When the planning system leaves sites empty, it also blocks money that is urgently needed to enhance local biodiversity, says Jaquelin Fisher

In all the furore about the National Planning Policy Framework, nobody has really analysed what the impact will be on environmental enhancement. The large-scale enhancement of major areas of landscape and ecological importance are principally funded by the taxpayer, with assistance from European funds such as DGXI. But with public spending stretched to breaking point, an increasing number of interest groups are fighting for an ever-decreasing slice of the pie.

One key area that rarely qualifies for this funding is biodiversity enhancement in the urban/suburban and semi-rural context delivered through the planning gain mechanism. In this case, enhancements are funded by contributions resulting from development, effectively securing the future of a network of natural habitats. Developers are acutely aware of the need for this, and the onus falls on them to deliver. As well as being a non-negotiable part of the planning process, the enhancement of these areas is also critical to the retention of key species and habitats.

With nearly a decade of ‘go-slow’ in the development industry, primarily driven by planning complexity, environmental enhancements are simply not happening

The planning gain mechanism is long-established and well understood within the building industry. A typical example might be a medium-sized residential or mixed development on the urban fringe. The development footprint would consist of both hard development and areas of open space and semi-natural habitats, created and maintained by the developer. The developer would fund the cost of the design, habitat evaluation and any potential enhancements. Most importantly, all costs are borne directly by the developer as part of the submission for planning permission.

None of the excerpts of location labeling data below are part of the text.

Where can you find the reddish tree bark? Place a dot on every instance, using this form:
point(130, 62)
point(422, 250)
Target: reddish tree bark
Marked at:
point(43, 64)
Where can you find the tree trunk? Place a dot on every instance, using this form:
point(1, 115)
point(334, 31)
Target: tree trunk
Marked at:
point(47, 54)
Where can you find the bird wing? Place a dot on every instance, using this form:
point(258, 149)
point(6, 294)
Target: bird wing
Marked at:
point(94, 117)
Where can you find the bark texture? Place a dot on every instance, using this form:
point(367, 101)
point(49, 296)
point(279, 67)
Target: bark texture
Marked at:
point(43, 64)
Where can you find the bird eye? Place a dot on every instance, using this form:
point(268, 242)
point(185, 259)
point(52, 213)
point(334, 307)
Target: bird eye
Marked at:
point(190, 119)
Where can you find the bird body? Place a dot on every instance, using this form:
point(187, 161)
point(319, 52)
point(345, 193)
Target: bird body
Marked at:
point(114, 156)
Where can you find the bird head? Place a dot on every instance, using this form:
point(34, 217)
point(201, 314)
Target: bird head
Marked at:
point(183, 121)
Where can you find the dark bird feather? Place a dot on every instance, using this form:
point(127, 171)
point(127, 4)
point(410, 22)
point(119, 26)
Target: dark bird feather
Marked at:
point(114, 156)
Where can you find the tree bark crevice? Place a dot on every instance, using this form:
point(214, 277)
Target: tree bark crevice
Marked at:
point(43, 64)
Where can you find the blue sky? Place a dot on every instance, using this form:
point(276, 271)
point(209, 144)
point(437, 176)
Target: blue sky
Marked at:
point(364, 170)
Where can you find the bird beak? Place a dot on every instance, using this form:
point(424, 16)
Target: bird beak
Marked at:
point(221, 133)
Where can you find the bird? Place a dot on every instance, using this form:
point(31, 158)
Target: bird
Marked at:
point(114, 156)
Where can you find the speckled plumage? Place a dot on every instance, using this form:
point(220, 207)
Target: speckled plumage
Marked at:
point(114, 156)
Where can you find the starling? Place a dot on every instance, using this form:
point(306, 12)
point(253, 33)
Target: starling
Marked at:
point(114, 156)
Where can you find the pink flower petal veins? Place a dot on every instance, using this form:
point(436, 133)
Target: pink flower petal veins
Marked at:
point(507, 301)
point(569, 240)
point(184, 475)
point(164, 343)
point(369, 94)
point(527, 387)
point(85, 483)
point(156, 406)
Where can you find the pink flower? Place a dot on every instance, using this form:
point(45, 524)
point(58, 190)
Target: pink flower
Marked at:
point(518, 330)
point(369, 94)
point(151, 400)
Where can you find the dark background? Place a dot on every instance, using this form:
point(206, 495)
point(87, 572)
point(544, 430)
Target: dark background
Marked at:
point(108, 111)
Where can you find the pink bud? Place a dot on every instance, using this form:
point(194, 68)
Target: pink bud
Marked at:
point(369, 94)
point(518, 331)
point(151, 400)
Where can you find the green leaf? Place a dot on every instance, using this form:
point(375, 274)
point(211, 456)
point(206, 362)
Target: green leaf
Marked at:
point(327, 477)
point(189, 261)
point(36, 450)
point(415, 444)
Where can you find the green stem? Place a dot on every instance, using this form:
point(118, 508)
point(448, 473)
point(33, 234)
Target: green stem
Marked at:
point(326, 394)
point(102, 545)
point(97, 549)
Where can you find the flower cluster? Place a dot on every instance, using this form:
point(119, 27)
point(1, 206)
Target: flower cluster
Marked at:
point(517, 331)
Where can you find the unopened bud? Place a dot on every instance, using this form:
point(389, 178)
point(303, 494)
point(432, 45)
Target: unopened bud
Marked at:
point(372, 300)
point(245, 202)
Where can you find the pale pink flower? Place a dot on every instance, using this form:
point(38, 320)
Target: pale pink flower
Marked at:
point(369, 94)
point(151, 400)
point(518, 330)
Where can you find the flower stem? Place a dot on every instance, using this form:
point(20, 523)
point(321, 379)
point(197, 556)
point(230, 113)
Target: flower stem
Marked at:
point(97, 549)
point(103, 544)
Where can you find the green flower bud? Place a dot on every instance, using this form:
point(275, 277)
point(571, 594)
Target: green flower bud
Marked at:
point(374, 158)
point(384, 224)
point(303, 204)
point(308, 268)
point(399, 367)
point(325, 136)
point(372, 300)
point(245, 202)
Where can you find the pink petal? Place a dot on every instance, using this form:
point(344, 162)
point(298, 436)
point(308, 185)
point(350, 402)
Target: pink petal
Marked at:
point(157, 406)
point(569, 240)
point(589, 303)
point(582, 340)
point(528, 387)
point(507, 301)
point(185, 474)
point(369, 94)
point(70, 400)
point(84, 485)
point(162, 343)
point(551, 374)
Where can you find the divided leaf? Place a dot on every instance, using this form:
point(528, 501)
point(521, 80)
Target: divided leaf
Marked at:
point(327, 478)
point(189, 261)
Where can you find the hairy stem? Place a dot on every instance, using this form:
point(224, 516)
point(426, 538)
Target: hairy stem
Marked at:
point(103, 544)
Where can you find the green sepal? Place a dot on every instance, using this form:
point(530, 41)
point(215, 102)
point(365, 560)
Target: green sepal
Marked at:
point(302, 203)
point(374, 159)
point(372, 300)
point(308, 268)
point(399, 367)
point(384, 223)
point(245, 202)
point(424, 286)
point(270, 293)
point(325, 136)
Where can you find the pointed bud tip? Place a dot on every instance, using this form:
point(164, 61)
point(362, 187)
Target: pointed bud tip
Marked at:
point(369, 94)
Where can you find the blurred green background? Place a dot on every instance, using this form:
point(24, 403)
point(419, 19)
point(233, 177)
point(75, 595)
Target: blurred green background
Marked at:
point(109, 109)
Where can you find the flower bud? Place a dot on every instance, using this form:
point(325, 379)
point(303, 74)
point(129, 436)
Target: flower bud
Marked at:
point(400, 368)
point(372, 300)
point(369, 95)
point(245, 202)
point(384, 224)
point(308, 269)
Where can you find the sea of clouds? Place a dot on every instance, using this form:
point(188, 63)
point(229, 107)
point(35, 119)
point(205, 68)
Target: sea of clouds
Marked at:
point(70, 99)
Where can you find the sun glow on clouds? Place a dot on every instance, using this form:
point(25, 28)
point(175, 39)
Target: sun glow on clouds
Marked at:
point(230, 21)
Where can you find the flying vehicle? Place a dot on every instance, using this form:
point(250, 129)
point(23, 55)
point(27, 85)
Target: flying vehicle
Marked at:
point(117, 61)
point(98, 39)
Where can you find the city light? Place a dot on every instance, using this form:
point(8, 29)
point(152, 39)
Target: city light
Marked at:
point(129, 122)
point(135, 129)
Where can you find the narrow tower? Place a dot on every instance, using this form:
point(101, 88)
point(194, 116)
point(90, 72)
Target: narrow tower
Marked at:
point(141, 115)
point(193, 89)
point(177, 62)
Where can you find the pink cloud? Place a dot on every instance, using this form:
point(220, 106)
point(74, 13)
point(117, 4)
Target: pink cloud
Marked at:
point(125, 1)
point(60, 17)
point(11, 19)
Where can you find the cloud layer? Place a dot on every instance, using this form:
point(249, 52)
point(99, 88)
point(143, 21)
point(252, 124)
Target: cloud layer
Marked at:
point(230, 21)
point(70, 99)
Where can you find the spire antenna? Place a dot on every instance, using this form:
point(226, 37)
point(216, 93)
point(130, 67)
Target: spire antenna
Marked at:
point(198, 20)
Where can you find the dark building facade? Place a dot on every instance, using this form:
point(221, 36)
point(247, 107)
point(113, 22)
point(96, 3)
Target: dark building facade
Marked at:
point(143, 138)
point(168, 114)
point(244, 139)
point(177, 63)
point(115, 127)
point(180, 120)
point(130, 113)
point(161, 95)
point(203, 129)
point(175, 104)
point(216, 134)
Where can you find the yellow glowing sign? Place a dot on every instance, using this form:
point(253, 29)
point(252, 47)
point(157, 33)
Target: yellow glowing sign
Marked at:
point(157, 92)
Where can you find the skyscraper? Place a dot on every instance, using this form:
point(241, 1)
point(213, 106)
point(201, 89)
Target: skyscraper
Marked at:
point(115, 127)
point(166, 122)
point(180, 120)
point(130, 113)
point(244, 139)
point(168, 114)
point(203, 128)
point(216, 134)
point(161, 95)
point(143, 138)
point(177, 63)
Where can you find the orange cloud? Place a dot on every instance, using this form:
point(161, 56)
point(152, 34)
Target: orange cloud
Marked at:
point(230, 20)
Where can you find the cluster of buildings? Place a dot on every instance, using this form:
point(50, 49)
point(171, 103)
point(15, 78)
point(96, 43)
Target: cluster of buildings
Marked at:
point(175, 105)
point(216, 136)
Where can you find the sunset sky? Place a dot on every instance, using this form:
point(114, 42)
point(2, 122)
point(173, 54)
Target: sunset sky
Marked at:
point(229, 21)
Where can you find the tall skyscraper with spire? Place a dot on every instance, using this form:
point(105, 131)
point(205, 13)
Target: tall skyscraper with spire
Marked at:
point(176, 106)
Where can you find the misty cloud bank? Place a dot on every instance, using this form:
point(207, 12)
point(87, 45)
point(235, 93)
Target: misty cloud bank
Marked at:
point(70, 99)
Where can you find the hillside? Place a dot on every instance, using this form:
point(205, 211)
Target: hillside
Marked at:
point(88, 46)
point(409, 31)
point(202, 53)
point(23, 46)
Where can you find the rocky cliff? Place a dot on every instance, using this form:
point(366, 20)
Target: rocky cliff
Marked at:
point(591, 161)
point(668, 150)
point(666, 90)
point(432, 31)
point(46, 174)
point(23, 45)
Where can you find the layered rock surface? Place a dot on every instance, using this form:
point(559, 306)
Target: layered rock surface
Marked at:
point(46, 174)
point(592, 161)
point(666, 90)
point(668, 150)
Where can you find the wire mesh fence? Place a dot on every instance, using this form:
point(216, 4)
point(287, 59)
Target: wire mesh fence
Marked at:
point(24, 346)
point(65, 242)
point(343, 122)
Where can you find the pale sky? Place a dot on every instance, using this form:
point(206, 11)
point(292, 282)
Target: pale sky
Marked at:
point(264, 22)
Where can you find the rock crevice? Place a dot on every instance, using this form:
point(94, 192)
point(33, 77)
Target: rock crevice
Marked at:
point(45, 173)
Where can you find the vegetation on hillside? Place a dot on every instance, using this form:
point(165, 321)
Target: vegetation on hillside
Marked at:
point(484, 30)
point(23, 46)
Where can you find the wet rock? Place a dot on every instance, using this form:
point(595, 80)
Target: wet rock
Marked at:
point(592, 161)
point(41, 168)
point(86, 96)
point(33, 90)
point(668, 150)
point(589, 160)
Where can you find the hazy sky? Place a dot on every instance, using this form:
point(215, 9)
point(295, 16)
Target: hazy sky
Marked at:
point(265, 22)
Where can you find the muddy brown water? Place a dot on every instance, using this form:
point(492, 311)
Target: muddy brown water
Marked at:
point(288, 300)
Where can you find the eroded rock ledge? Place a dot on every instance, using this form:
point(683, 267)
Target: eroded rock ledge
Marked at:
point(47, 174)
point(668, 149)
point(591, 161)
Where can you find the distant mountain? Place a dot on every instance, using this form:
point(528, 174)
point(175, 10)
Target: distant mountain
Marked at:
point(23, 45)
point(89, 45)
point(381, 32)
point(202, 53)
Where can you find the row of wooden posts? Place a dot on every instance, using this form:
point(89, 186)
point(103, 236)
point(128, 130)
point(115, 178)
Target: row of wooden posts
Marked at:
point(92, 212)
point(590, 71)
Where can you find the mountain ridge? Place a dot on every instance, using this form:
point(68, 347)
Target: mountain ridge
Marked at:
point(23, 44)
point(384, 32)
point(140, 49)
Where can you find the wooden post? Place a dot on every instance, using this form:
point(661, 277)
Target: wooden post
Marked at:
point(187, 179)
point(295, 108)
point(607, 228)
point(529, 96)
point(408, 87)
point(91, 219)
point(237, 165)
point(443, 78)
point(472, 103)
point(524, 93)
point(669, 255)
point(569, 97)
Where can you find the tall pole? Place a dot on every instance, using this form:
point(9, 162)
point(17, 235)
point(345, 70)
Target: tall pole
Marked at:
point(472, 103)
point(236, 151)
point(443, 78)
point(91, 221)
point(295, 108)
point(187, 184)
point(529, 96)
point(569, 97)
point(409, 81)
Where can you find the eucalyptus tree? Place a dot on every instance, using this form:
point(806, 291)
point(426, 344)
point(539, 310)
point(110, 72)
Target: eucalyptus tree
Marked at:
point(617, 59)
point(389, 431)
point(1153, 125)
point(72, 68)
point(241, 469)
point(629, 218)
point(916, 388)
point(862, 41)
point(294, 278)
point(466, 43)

Once permission has been granted, the developer enters into an agreement with the local authority to maintain the natural areas. This win-win situation for developers and local authorities has much wider benefits than are currently being seen.

The current issue of delay has nothing to do with unwillingness on the part of those who would ultimately be responsible for the enhancement. Unfortunately, it is a problem entrenched within the planning process itself. With nearly a decade of “go-slow” in the development industry, primarily driven by the planning complexity the NPPF wishes to rectify, such enhancements are simply not happening.

Sites with enhancement potential stagnate and degrade, often losing what conservation value they have and making enhancement in the future more problematic and potentially more costly. One site, under consideration for development for over 12 years, has the enhancement of grassland habitat as part of the proposals. Over this time, the grassland has lost species and its intrinsic interest as habitat has measurably declined. The result is the loss of a significant area of unimproved grassland and a key local biodiversity habitat.

Another example of ongoing decline can be seen on woodland edges next to a development site where outline planning permission was granted in 2006. The funding and management of this important local habitat has been delayed by protracted arguments about the layout of housing, to the detriment of the many species it supports. As such, the biodiversity will not be as great as it would have been had development occurred sooner. Many more examples can be found up and down the country, all of which contribute to a growing map of unmanaged habitats and lost ecological opportunities.

There can be no doubt that enhancement funded by development is an effective mechanism for improving the environment. In my view, development is actually necessary to protect the natural environment, providing the planning gain method is utilised effectively and expediently. When the complexity of the system slows down development, enhancement measures suffer as a result. The NPPF is no threat to protected areas, but a failure to reform the planning system will irrevocably retard a proven and highly-effective mechanism of enhancement.